Un exemple. Je discutais récemment, avec des ami-e-s, à propos de Charlie Hebdo ; je défendais à peu près les mêmes positions que dans cet article, à avoir que les dessinateur/trice-s de ce journal avaient eu raison de se montrer « irresponsable[s] ». Cet article, je ne sais trop moi-même jusqu’à quel point il me convainc ; sans doute est-il parfois un peu rapide. Cela n’empêche pas qu’il y ait en moi des intuitions morales qui résistent, pour le moment, aux doutes que pourrait faire naître en moi la prise de conscience de la faiblesse localisée de tel ou tel argument. Si j’échoue à convaincre mes ami-e-s, ou si, accidentellement, je ne trouve rien à répondre à certains de leurs arguments, c’est parce que je ne suis pas moi-même capable de faire le jour sur mes propres idées. Leurs arguments (condamnant l’attitude de Charlie Hebdo) ont beau être percutants, pertinents, intelligents, logiquement valables, pleins de bon sens ou d’esprit, ils ne peuvent pas tirer de moi autre chose qu’un « Certes, mais… ». Ainsi, lorsque l’on rétorque, à mon éloge de l’irresponsabilité, qu’il est contradictoire pour Charlie Hebdo de se proclamer « irresponsable » tout en défendant une certaine ligne politique (anticléricale, de gauche, contestataire…), cet argument ne peut pas purement et simplement mettre par terre mon éloge de l’irresponsabilité. Il m’invite seulement à élaborer (ou tenter d’élaborer) une conception plus fine de l’engagement politique et de la responsabilité, et à me demander ce qu’il faut exactement entendre par politique et par irresponsabilité, bref, à rectifier quelques points, importants certes, de ma théorie, à affiner ou préciser quelques définitions. Mais fondamentalement, ma position n’est pas ébranlée dans son fondement.

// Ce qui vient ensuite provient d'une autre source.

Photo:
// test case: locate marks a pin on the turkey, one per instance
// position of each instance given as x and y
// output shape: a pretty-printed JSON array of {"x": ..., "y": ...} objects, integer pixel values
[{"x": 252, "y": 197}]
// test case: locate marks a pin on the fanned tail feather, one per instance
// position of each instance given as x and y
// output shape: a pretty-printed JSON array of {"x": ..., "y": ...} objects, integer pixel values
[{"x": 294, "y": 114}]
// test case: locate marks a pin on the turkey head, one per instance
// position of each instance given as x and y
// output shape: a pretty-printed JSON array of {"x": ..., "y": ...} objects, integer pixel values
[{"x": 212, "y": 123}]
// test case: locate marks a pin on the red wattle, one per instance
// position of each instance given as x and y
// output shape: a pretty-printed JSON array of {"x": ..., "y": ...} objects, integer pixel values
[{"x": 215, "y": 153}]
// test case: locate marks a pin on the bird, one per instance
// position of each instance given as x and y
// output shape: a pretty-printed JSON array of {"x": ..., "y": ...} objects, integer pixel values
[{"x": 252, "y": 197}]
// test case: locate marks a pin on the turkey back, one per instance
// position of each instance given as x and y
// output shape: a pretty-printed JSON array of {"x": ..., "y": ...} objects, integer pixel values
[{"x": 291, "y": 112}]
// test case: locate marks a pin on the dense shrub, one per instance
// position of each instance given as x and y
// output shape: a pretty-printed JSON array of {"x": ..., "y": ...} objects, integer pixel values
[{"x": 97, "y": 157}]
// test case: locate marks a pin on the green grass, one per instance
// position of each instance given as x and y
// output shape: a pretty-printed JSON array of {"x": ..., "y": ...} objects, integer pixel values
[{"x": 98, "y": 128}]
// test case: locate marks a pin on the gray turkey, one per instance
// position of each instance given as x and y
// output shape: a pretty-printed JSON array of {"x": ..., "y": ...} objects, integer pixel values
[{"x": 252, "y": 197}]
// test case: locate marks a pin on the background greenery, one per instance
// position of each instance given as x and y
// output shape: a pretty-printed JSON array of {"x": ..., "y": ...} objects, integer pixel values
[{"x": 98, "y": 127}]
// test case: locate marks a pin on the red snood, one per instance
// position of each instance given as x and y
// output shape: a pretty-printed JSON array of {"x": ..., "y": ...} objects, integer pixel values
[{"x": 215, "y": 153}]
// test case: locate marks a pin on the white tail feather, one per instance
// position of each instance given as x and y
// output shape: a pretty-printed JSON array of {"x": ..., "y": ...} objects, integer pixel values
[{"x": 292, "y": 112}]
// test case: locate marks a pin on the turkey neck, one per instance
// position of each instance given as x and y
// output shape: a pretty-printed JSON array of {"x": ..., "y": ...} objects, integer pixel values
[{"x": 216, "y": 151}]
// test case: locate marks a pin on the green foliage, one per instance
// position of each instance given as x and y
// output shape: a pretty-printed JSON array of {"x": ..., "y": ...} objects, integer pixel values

Par conséquent, quand je m’accroche avec mauvaise foi à une position fragile à laquelle on m’oppose de bons arguments, je fais, paradoxalement, par honnêteté. Ce serait succomber à un rationalisme naïf que de croire que, parce que mes arguments sont fragilisés, l’idée qu’ils soutiennent doive s’effondrer également. En réalité, l’idée en question peut reposer sur l’évidence, l’intuition, sur des formes particulièrement nébuleuses et embrumées de certitude logique. Auquel cas ce serait mentir, et me mentir à moi-même, que d’accepter comme convaincants les arguments d’autrui.

*

Point à creuser : quel rapport entre une thèse dont on n’est pas sûr-e, et une thèse dont on est sûr-e mais qu’on n’arrive pas à justifier convenablement ? Dans cet article, j’ai tendance à faire comme si les deux étaient équivalentes. Je pense que c’est, en effet, largement vrai, mais ça mériterait d’être discuté et éclairci. J’ai commencé à essayer de me dépatouiller avec ça, et puis j’ai trouvé que c’était, pour le moment, trop compliqué. J’y reviendrai peut-être ; en tout cas, ça vaudrait le coup.

(J’espère que vous appréciez le caractère admirablement méta du paragraphe ci-dessus.)